Solve for $x$ $\big(x^3+\frac{1}{x^3}+1\big)^4=3\big(x^4+\frac{1}{x^4}+1\big)^3$
let $x+\frac{1}{x}=t$ the equation equivalent to $(t^3-3t+1)^4=3(t^4-4t^2+3)^3$ but it's very complicated.
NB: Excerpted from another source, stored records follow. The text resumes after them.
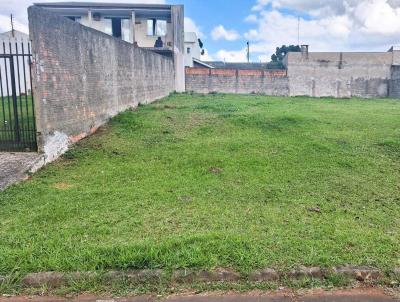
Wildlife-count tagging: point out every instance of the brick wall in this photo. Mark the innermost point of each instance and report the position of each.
(83, 77)
(270, 82)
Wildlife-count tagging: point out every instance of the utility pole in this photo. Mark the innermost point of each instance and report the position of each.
(248, 52)
(12, 27)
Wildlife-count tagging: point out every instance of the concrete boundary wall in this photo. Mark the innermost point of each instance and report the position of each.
(83, 77)
(394, 91)
(340, 75)
(270, 82)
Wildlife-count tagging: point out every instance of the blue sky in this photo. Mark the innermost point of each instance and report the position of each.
(226, 25)
(229, 13)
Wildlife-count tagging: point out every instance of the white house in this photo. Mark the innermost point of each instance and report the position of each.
(192, 48)
(140, 24)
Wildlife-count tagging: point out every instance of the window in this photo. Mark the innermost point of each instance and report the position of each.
(73, 18)
(161, 28)
(126, 30)
(116, 27)
(156, 27)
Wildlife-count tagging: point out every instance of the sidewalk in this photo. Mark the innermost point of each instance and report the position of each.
(354, 295)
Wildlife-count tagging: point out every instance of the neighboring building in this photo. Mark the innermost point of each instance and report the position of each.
(341, 74)
(192, 48)
(140, 24)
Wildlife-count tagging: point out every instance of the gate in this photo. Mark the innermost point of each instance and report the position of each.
(17, 116)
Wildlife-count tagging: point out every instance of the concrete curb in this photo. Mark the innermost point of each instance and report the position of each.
(58, 279)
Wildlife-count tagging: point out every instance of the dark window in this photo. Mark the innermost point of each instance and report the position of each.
(116, 27)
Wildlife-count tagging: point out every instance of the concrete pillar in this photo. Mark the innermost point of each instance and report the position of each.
(90, 18)
(133, 22)
(178, 30)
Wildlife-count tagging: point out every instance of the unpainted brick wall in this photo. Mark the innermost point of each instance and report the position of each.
(83, 77)
(270, 82)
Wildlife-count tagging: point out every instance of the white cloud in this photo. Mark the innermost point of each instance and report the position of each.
(220, 32)
(231, 56)
(335, 25)
(191, 26)
(251, 18)
(207, 56)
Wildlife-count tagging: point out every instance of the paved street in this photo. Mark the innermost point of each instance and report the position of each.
(357, 295)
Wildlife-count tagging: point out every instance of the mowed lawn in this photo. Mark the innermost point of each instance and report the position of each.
(196, 181)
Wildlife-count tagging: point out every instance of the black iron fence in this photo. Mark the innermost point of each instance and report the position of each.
(17, 115)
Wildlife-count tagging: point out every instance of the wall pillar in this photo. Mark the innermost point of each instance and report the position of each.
(133, 22)
(178, 29)
(90, 18)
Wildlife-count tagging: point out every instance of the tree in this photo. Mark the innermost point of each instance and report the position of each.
(282, 51)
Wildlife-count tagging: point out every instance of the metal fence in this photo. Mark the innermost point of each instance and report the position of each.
(17, 115)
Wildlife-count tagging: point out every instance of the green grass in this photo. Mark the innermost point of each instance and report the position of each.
(216, 181)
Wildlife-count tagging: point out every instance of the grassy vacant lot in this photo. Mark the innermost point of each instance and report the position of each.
(216, 181)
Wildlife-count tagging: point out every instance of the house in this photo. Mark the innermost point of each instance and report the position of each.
(156, 27)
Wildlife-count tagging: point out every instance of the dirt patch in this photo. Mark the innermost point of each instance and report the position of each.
(215, 170)
(62, 186)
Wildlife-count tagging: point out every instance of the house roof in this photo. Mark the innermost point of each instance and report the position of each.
(109, 9)
(196, 61)
(244, 65)
(102, 5)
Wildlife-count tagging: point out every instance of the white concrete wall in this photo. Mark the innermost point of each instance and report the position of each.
(339, 74)
(140, 28)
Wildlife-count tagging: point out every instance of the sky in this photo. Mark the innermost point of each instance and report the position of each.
(225, 26)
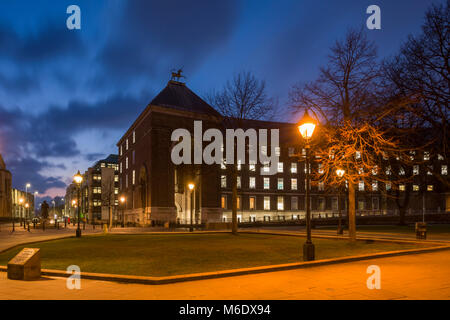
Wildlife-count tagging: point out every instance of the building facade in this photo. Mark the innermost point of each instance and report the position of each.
(5, 191)
(99, 192)
(156, 190)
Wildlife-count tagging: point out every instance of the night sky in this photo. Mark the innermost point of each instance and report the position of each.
(67, 96)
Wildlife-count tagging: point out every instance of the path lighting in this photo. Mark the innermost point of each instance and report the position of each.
(306, 128)
(78, 178)
(340, 173)
(122, 201)
(191, 187)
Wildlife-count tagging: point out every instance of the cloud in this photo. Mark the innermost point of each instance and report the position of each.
(155, 36)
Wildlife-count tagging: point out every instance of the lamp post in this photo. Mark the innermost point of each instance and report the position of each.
(122, 201)
(78, 178)
(340, 173)
(191, 187)
(306, 127)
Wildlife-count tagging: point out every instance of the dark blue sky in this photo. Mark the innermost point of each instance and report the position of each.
(66, 96)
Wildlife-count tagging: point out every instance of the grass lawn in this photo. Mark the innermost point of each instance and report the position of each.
(431, 229)
(162, 255)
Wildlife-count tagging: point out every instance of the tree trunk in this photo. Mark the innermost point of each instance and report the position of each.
(234, 201)
(351, 212)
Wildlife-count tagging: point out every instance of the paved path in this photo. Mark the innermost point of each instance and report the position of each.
(422, 276)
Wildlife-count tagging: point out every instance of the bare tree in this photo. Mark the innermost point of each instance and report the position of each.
(242, 98)
(348, 100)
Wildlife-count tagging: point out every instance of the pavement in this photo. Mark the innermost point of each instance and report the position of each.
(423, 276)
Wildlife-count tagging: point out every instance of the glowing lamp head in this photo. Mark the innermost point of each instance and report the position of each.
(306, 126)
(78, 178)
(340, 172)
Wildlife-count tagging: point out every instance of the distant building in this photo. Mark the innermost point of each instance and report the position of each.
(5, 191)
(99, 192)
(22, 204)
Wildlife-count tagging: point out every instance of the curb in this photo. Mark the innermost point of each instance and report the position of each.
(233, 272)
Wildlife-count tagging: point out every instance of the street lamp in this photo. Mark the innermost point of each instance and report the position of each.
(122, 201)
(191, 187)
(306, 128)
(78, 178)
(340, 173)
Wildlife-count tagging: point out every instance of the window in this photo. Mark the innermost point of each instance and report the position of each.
(280, 185)
(266, 183)
(294, 167)
(361, 185)
(252, 202)
(223, 181)
(291, 152)
(277, 151)
(252, 183)
(375, 186)
(223, 201)
(293, 184)
(321, 186)
(280, 203)
(294, 203)
(320, 168)
(280, 166)
(266, 203)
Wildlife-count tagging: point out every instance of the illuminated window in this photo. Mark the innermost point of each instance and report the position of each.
(291, 152)
(223, 181)
(280, 203)
(266, 183)
(280, 166)
(252, 183)
(361, 185)
(280, 184)
(252, 202)
(294, 167)
(294, 203)
(293, 184)
(266, 203)
(375, 186)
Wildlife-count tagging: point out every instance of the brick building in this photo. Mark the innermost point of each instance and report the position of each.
(155, 189)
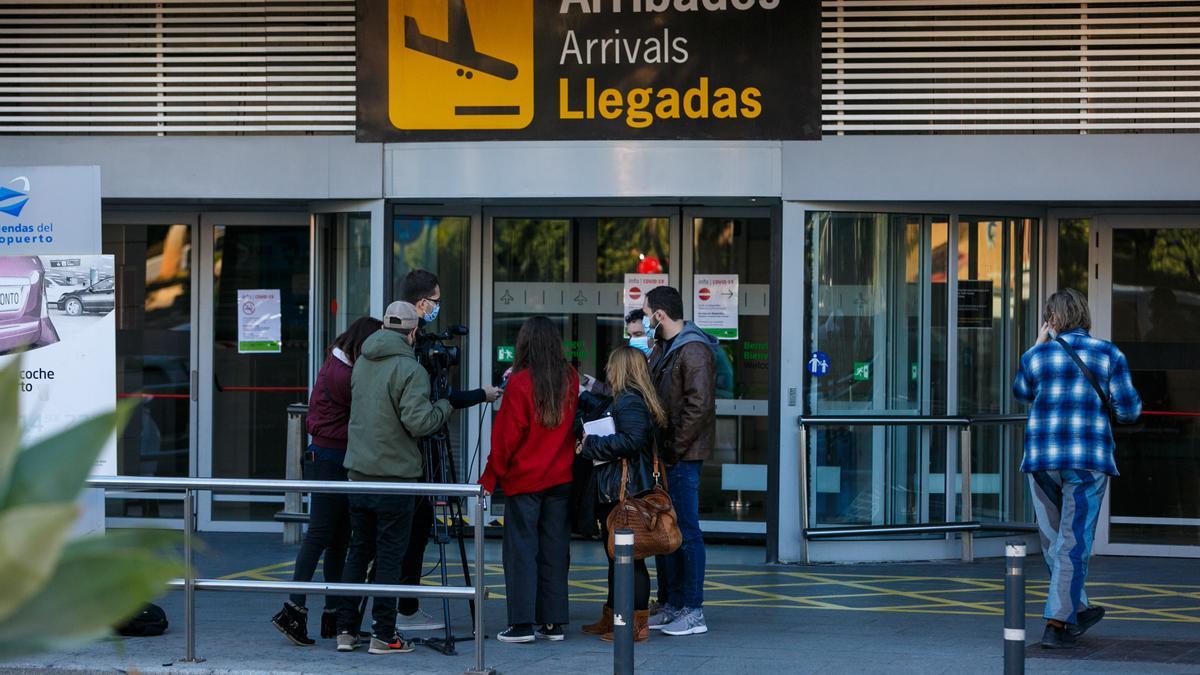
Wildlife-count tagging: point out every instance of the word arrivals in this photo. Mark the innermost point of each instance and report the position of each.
(624, 49)
(635, 106)
(597, 6)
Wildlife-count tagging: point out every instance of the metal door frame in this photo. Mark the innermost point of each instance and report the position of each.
(1099, 298)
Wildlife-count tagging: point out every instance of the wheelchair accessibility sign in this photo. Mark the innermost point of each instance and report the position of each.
(460, 64)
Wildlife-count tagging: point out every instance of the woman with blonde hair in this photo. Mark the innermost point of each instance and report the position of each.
(532, 460)
(637, 416)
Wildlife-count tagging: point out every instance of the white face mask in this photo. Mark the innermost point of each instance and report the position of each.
(641, 344)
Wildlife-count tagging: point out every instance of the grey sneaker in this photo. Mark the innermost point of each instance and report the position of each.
(419, 621)
(689, 622)
(347, 641)
(665, 616)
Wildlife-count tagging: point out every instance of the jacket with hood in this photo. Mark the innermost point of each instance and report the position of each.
(390, 410)
(684, 372)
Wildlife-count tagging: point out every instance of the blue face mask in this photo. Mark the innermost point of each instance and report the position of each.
(641, 344)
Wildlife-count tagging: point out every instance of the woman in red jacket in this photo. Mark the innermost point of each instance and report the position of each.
(329, 514)
(533, 451)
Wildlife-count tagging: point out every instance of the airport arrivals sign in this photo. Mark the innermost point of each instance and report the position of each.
(483, 70)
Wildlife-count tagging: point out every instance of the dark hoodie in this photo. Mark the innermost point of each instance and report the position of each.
(684, 372)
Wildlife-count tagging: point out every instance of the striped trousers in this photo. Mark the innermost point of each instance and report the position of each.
(1067, 505)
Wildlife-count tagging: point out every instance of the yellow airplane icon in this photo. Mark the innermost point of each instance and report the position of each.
(460, 64)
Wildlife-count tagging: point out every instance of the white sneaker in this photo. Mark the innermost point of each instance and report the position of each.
(665, 616)
(419, 621)
(688, 622)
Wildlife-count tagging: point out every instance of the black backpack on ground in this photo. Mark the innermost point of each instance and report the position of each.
(149, 622)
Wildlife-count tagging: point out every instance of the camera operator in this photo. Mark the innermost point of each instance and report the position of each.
(423, 291)
(390, 410)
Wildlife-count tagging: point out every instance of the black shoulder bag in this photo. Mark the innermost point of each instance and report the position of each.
(1105, 404)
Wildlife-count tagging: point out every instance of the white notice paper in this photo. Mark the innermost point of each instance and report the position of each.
(637, 286)
(603, 426)
(259, 329)
(715, 304)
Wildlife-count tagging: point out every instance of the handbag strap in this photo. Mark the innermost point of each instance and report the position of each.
(1087, 372)
(624, 478)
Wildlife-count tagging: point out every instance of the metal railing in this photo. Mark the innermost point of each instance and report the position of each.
(190, 584)
(965, 527)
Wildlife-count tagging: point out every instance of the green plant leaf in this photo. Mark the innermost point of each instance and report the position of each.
(30, 544)
(10, 431)
(99, 584)
(54, 470)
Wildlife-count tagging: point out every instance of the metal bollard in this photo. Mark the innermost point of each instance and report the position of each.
(623, 599)
(1014, 608)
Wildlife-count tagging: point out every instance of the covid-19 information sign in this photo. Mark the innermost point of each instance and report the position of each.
(462, 70)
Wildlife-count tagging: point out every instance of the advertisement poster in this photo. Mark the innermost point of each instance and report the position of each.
(637, 286)
(715, 304)
(57, 312)
(259, 326)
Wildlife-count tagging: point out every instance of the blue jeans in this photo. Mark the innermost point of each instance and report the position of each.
(1067, 505)
(683, 572)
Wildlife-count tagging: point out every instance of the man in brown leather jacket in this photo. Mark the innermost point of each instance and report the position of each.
(684, 372)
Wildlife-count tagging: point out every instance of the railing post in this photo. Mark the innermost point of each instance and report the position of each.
(966, 537)
(1014, 608)
(804, 493)
(189, 578)
(293, 471)
(480, 590)
(623, 599)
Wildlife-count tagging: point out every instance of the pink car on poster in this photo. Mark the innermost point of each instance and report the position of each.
(24, 318)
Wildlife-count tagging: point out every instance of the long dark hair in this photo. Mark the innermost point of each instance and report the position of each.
(358, 333)
(540, 350)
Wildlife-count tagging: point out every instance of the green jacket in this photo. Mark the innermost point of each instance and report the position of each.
(390, 408)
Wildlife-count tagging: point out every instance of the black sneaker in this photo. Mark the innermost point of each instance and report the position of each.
(519, 633)
(347, 640)
(329, 623)
(395, 644)
(1056, 638)
(293, 622)
(1085, 620)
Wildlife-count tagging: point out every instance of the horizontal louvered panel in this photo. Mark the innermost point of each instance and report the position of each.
(178, 66)
(1018, 66)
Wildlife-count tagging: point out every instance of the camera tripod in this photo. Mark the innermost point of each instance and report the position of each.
(448, 521)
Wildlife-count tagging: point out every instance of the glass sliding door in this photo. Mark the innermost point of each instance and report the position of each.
(733, 483)
(870, 318)
(259, 366)
(997, 321)
(880, 316)
(1146, 299)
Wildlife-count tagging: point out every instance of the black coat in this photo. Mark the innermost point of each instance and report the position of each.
(634, 442)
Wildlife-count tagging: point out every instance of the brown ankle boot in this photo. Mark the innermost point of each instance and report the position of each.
(641, 627)
(603, 626)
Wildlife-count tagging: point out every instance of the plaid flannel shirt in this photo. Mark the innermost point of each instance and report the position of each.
(1068, 426)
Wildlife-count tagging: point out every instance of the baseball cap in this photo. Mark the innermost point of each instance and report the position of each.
(401, 315)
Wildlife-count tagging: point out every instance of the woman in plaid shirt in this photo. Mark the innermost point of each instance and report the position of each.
(1068, 451)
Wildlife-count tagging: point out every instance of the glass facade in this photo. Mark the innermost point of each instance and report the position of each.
(154, 363)
(1156, 322)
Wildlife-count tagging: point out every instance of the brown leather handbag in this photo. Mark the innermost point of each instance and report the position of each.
(649, 515)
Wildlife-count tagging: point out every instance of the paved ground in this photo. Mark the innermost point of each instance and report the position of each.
(915, 617)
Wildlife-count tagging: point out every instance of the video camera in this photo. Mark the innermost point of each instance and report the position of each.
(437, 357)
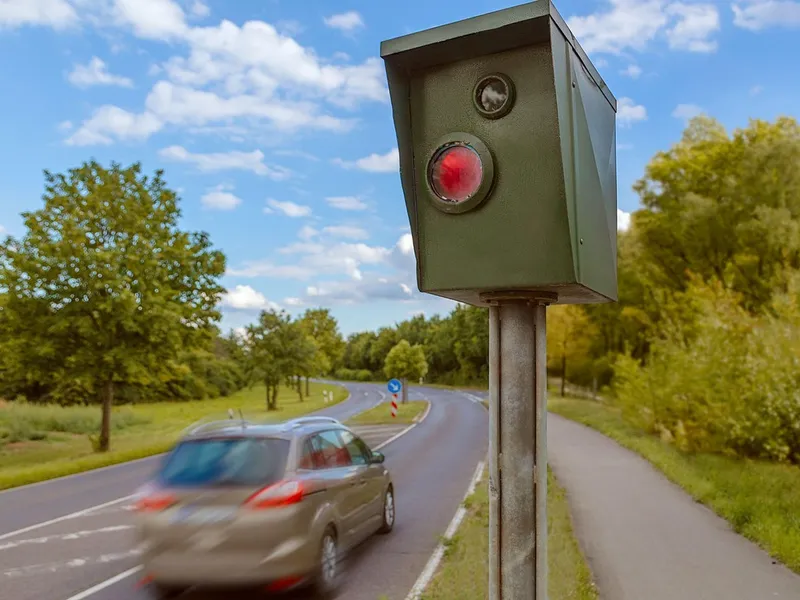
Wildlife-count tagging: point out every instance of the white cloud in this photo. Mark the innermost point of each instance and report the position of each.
(315, 259)
(633, 24)
(242, 75)
(222, 161)
(96, 73)
(757, 15)
(696, 23)
(346, 203)
(346, 231)
(220, 199)
(200, 9)
(374, 163)
(348, 21)
(152, 19)
(289, 209)
(397, 285)
(244, 297)
(686, 112)
(109, 122)
(307, 232)
(623, 220)
(628, 112)
(406, 244)
(58, 14)
(632, 71)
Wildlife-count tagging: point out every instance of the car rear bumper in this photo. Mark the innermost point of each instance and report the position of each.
(291, 559)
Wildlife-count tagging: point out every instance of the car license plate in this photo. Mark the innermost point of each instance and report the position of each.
(204, 516)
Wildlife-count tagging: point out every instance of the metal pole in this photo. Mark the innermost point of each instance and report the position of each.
(518, 455)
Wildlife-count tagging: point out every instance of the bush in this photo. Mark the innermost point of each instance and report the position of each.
(725, 381)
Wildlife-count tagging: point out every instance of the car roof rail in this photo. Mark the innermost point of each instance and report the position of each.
(206, 426)
(299, 421)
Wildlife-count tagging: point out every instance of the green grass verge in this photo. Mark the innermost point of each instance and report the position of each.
(63, 447)
(382, 415)
(761, 500)
(463, 574)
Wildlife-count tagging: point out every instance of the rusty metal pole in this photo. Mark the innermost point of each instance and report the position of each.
(517, 446)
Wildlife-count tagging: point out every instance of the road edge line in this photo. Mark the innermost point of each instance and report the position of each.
(406, 430)
(104, 584)
(429, 571)
(73, 515)
(136, 460)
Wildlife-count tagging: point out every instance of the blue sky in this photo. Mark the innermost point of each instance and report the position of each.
(272, 119)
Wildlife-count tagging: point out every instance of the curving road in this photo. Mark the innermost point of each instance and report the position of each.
(71, 538)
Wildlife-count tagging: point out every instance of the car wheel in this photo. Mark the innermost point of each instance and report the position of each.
(325, 580)
(388, 511)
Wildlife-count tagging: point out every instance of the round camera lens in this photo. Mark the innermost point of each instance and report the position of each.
(494, 96)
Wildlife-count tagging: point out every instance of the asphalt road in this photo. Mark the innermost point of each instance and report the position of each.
(645, 538)
(48, 552)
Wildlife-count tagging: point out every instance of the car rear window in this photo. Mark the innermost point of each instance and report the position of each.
(226, 462)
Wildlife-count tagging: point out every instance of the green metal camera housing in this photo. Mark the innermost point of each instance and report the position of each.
(547, 220)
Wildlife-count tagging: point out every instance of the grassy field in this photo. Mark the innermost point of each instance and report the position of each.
(760, 500)
(381, 415)
(463, 574)
(42, 442)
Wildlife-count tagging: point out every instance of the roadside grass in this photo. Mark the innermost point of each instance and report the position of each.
(50, 441)
(761, 500)
(381, 415)
(464, 573)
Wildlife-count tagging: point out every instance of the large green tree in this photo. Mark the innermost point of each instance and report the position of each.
(405, 361)
(321, 326)
(105, 288)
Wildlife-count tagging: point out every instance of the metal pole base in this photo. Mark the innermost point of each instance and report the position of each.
(518, 458)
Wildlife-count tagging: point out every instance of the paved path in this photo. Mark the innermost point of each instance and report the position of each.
(92, 555)
(645, 538)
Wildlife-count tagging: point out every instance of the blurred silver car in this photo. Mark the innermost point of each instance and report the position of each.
(236, 503)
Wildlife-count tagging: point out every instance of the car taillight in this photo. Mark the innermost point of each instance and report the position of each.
(282, 493)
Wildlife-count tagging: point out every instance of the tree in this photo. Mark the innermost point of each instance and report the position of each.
(105, 289)
(723, 206)
(569, 337)
(278, 349)
(405, 361)
(321, 326)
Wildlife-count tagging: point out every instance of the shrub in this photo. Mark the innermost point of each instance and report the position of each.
(723, 381)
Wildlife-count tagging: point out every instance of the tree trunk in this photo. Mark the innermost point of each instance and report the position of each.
(104, 444)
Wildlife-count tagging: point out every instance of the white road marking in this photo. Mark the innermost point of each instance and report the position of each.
(74, 515)
(64, 536)
(432, 565)
(405, 431)
(104, 584)
(69, 564)
(473, 397)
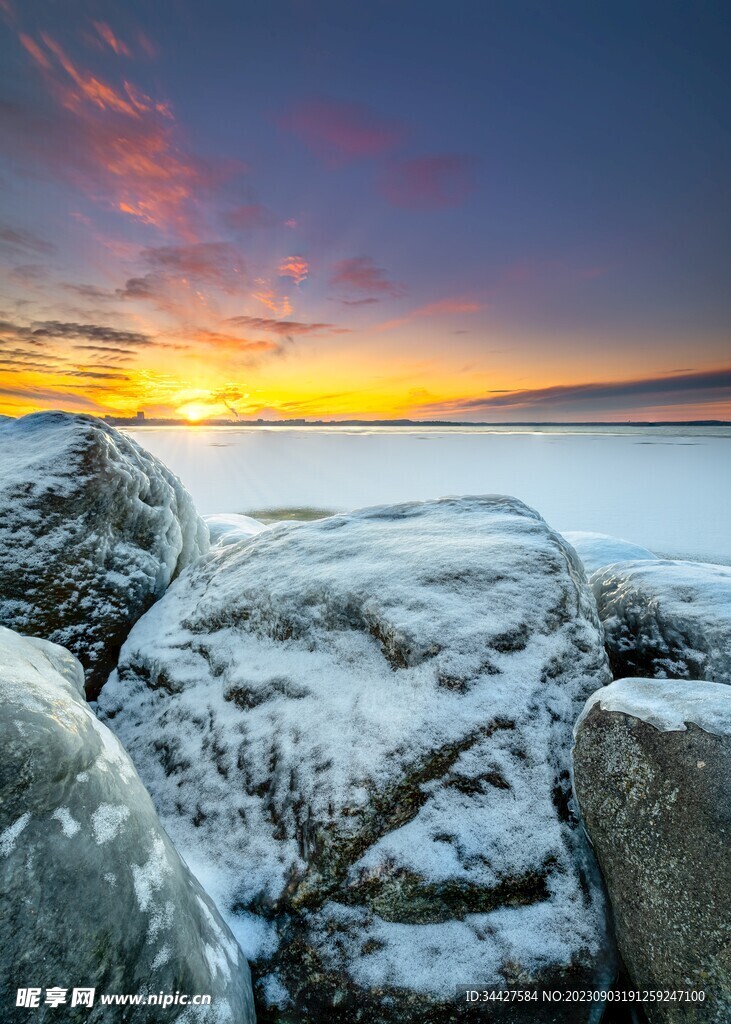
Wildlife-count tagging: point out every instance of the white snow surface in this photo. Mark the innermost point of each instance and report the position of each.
(667, 704)
(292, 693)
(92, 529)
(228, 528)
(598, 550)
(665, 617)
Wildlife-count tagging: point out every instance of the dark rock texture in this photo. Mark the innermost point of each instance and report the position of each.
(92, 893)
(652, 777)
(358, 732)
(667, 619)
(92, 529)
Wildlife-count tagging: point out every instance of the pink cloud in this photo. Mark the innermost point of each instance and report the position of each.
(361, 273)
(295, 267)
(429, 182)
(444, 307)
(284, 328)
(114, 42)
(251, 215)
(338, 132)
(281, 306)
(117, 143)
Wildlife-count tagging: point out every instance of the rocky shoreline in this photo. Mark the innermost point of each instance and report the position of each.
(401, 750)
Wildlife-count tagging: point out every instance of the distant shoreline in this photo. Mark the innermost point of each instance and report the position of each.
(421, 424)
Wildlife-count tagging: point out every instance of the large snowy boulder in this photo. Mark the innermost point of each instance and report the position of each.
(652, 775)
(92, 892)
(358, 732)
(598, 550)
(92, 529)
(667, 619)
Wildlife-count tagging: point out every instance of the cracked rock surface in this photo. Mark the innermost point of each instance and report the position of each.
(667, 619)
(92, 893)
(92, 529)
(357, 731)
(652, 776)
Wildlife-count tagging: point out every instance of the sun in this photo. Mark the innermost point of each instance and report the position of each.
(194, 412)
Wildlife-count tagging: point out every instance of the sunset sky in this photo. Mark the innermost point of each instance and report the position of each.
(466, 210)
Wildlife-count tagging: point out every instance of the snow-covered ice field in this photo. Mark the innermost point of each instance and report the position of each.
(665, 487)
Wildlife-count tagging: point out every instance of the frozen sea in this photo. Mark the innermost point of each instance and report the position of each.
(665, 487)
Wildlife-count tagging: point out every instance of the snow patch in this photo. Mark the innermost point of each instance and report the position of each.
(108, 820)
(70, 826)
(667, 704)
(8, 837)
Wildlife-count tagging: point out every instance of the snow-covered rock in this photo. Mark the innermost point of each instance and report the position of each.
(667, 619)
(227, 528)
(92, 892)
(598, 550)
(92, 529)
(357, 731)
(652, 776)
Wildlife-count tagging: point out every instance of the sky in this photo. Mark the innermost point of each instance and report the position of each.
(474, 210)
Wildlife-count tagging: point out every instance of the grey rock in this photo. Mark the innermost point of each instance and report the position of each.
(92, 529)
(92, 893)
(364, 724)
(652, 777)
(667, 619)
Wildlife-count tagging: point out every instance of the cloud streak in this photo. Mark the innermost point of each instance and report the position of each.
(680, 389)
(361, 273)
(429, 182)
(284, 328)
(340, 132)
(115, 142)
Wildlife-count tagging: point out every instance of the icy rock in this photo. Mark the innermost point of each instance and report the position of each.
(652, 776)
(667, 619)
(225, 528)
(92, 892)
(598, 550)
(92, 529)
(359, 730)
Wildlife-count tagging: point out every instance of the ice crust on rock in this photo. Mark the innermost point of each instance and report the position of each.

Thanks.
Solve for $x$ $\big(x^3+\frac{1}{x^3}+1\big)^4=3\big(x^4+\frac{1}{x^4}+1\big)^3$
let $x+\frac{1}{x}=t$ the equation equivalent to $(t^3-3t+1)^4=3(t^4-4t^2+3)^3$ but it's very complicated. Thanks.
Let $u=t^4-4t^2+3$ and $v=t^3-3t+1$. To finish off the problem (over real numbers), it suffices to prove that the equation $3u^3=v^4$ has no solutions with $|t|\ge 2$ other than $t=2$. Differentiate the ratio $f(t)=3u^3 v^{-4}$: $ f'(t)=\frac{d}{dt}(3u^3v^{-4})= 3u^2v^{-5}(3u'v-4uv') \tag1$ The sign of $v$ is the same as the sign of $t$ when $|t|\ge 2$. It remains to find the sign of $3u'v-4uv'$. Direct computation shows $3u'v-4uv' = 12(t^3-t^2-2t+3) \tag2$ which is not as bad as one might have expected from subtracting two polynomials of degree $6$.
Either way, (1) is positive when $|t|>2$.
Thus, the only root of $f(t)=1$ outside of $(-2,2)$ is $t=2$.